Anyone wanting mental health support can contact Te Puna Ora o Mataatua. Accessibility is key, and the counselling team can be reached by dropping in to 132 McAlister Street (weekdays 9.30am-4.30pm), dropping a line in to @ngamatawaiora on Facebook or Instagram, or by calling 0800 MATAATUA (628 228) option 4.
Te Whānau-ā-Apanui, Te Whakatōhea, Ngai Tūhoe
Registered Social Worker, Addictions Practitioner (DAPAANZ) & CEP practitioner.
Hiria Allison has worked in the social services and mental health sector for approximately 12 years. In her time as TPOOM’s sole counsellor for the past 2 years, she has identified an overwhelming need in the community for counselling services. Her passion is bringing healing to whanau who have been through troubling experiences and supporting them to discover healthy views of themselves
Dip Counselling, Mauri Ora, Dip Maori Applied Co-existing Problems, AOD, Provisional Registration NZ Association of Counsellors
Serena is a registered counsellor from Ōpōtiki and for over six years has been in the Kaupapa Māori mental health and addiction working alongside tangata whaiora to reach their goals and aspirations within a safe and nurturing space. The most important thing to her is being able to provide a therapeutic space to ensure whanau are in a safe, caring, and confidential environment working one-on-one with a strength-based approach. She believes “Everything happens for a reason”.
Ngāi Tāhoe / Ngāti Kahungunu /Ngā Puhi/ Te Rarawa / Te Aupōuri / Ngāti Hine
Registered social worker, AOD practitioner, CEP clinician
Roka is from Ruātoki and lives in Ōpōtiki. She has worked with several Iwi and government in the hauora sector across Mataatua for over 12 years. Roka’s passion is working in the community with whanau individually and as groups. She has a particular interest in building resilience through clinical and Te Ao Maori practices to support those affected by mental health or addiction.
Ngāi Tūhoe, Te Whānau-ā-Apanui, Ngāti Porou
BA (Hons), Pg Dip Ed (Primary), Cert in Public Health & Health Promotion (Suicide Prevention).
Matewai has worked as an empowerment coach alongside rangatahi and wahine to strengthen their mental, physical and emotional wellbeing, to build their resilience, self-confidence, self-love and self-esteem to achieve success in all areas of their lives. She is passionate about reconnecting Māori to their cultural identity and heal past traumas through both Te Ao Māori and Te Ao Pākehā methodologies.

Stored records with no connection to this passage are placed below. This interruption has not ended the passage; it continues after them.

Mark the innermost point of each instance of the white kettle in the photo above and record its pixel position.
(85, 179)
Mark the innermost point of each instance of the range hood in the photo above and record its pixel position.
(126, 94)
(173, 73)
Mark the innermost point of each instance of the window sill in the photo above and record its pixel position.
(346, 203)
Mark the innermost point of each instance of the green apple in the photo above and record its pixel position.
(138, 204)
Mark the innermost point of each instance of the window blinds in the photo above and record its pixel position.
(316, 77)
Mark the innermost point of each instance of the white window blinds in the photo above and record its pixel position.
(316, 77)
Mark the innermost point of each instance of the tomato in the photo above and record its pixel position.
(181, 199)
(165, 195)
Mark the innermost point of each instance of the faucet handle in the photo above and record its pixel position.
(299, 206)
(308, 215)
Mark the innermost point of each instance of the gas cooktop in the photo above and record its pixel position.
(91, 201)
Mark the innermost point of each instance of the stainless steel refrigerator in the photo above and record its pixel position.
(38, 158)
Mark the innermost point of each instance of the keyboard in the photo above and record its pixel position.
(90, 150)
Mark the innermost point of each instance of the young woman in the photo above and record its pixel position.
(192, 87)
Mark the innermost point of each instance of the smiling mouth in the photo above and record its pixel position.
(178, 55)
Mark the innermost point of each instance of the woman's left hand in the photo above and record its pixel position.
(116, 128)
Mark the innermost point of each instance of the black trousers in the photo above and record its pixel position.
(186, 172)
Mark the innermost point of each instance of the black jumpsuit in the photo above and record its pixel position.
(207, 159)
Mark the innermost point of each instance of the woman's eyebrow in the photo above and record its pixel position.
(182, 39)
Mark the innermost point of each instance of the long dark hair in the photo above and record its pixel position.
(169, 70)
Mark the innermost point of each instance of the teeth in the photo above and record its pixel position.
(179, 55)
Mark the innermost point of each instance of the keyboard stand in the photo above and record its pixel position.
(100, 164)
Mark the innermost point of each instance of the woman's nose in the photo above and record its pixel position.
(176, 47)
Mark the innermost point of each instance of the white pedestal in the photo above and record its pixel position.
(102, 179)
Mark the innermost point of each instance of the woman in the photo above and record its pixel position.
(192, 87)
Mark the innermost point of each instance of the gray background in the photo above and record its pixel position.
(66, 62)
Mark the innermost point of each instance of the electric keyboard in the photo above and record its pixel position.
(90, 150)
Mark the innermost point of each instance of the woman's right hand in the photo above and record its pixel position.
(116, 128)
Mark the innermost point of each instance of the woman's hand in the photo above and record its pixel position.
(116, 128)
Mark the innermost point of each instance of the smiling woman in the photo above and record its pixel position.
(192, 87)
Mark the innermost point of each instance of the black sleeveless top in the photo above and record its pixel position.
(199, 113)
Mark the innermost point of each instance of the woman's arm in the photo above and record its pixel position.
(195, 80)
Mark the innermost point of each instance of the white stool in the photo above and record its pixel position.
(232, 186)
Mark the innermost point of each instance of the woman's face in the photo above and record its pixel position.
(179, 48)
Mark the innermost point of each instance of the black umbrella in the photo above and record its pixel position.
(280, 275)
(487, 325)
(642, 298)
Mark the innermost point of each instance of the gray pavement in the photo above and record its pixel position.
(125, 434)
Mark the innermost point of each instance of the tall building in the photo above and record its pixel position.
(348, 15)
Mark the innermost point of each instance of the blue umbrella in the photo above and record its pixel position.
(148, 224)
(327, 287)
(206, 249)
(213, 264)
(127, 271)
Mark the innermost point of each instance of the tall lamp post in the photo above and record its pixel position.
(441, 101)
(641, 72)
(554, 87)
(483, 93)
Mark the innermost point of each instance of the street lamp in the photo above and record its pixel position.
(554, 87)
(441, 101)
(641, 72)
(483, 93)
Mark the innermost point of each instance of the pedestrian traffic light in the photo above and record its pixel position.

Tūhoe, Whakatōhea, Ngāti Porou
Zach is from Rūātoki and his role is to support individuals and whānau in understanding the wairua/spiritual aspect of holistic wellness that goes alongside the wellness of the hinengaro (mind) and tinana (body). His passion is to suppport individuals and whānau to access kaupapa Māori healing therapies and facilitate one-on-one or group spiritual practice and learning sessions.
Matthew grew up in the Manawatu but has lived in the Eastern Bay of Plenty for the past 4 years and is an “adopted local” of Ōpōtiki. Matthew has been working in youth Mental health for three years working with mostly young tane, supporting them to mental wellness. Matthew is young, energetic, and passionate about youth being happy and safe as they grow into young adults.